Solving the Drag equation

1. Jun 25, 2009

Hobnob

Does anyone have a solution (approximate is fine) for the Drag equation? What I mean by this is that I need to be able to get position and velocity as functions of time for a body falling through air from rest.

I managed this for a viscous liquid where drag is approximately linearly dependent on velocity, but in air it's quadratic and I'm getting a fairly horrible integral for velocity, and position is eluding me completely!

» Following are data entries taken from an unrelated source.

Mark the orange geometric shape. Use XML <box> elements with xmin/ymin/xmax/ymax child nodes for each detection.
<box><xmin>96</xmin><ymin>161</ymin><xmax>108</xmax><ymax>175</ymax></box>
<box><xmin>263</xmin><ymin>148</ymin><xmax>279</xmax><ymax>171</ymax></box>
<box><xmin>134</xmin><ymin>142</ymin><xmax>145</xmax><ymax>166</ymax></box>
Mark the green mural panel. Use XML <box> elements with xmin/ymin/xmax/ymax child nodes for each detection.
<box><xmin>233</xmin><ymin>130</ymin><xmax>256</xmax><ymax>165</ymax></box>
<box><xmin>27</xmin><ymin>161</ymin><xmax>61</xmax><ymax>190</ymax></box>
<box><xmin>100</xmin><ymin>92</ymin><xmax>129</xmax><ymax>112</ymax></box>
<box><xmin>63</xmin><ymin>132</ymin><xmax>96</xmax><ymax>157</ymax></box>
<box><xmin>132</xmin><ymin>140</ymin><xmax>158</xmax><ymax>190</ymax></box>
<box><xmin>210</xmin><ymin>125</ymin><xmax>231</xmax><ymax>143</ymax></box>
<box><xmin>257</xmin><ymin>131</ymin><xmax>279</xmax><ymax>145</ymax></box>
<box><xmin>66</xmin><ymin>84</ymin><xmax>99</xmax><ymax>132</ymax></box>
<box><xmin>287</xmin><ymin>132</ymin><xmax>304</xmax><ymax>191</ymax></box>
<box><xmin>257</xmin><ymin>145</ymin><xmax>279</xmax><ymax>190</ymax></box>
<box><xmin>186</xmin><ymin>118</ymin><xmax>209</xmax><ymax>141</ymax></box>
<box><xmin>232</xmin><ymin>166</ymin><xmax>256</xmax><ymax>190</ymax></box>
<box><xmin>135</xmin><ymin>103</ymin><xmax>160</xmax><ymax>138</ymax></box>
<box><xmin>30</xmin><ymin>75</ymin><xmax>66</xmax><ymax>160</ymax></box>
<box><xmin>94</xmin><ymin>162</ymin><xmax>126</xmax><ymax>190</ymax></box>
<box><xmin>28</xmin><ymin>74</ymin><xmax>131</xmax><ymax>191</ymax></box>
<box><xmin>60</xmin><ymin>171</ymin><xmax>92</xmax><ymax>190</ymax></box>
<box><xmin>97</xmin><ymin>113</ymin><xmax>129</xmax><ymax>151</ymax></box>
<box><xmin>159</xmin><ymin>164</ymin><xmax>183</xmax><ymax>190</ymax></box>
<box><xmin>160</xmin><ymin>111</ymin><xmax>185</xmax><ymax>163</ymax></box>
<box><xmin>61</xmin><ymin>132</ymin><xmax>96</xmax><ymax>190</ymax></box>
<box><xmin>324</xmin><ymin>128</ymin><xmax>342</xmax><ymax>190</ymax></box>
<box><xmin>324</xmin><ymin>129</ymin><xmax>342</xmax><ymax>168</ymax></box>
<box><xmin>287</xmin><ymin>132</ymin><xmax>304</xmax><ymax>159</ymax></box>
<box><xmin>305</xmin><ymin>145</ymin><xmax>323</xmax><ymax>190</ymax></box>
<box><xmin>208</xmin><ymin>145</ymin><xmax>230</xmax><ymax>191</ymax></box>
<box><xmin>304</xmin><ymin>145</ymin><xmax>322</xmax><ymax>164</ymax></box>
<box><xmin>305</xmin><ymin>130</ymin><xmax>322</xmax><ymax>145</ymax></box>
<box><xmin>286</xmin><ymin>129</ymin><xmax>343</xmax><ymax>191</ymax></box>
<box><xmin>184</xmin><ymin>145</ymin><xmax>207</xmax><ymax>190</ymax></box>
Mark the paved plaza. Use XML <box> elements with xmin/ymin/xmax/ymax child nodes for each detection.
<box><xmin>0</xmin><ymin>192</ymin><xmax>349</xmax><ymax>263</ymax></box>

Any help would be very much appreciated

Thanks
Hob

2. Jun 25, 2009

Hobnob

Okay, I've done some more research and found the answer to my original question (it was on wikipedia all the time, I just missed it). The function is:

v = sqrt(g/r) * tanh(t*sqrt(g*r)), where r is a constant that depends on various factors that don't matter at this stage. This is easily integrated to give me a function for position as well.

But unfortunately, I'm still missing one last step: getting this function to work for an arbitrary initial velocity v0. As far as I can see, the general solution is

v = sqrt(g/r) * tanh(t*sqrt(g*r) + c)

where c is equal to arTanh(v0*sqrt(r/g)). But because arTanh is only defined for -1 to +1, if v0 is too big, this doesn't work.

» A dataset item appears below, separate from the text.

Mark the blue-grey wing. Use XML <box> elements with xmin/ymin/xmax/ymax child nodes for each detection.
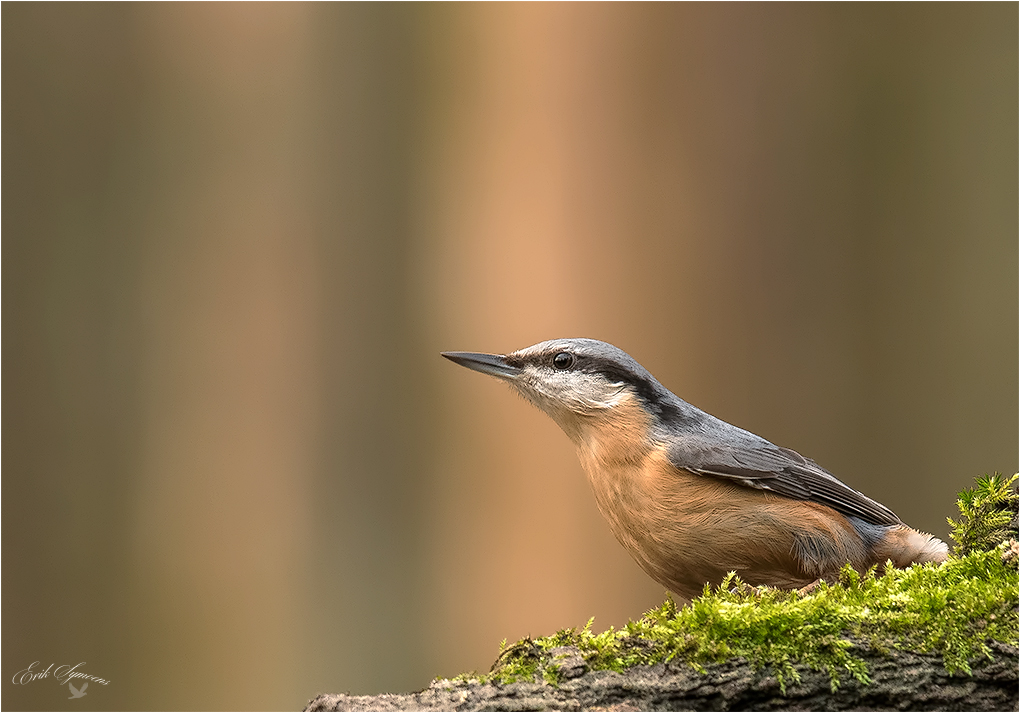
<box><xmin>667</xmin><ymin>434</ymin><xmax>902</xmax><ymax>527</ymax></box>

I'm doing some more calculating, but if anyone can see where (and if) I've gone wrong, that would help a lot.

 Just to clarify, the issue is this: The formula for falling bodies assumes the body is *speeding up* to terminal velocity. I'm interested in what happens at the moment you open your parachute and *slow down* to terminal velocity, at which point the system seems to break down.
Hob

Last edited: Jun 25, 2009
3. Jun 25, 2009

Hobnob

This is turning into more of a blog than a thread...

I think I've solved it, with the help of a dodgy cached document on Google - thanks, Gernot Hoffmann! The solution is to replace tanh with coth and cosh with sinh when the initial velocity is greater than terminal velocity.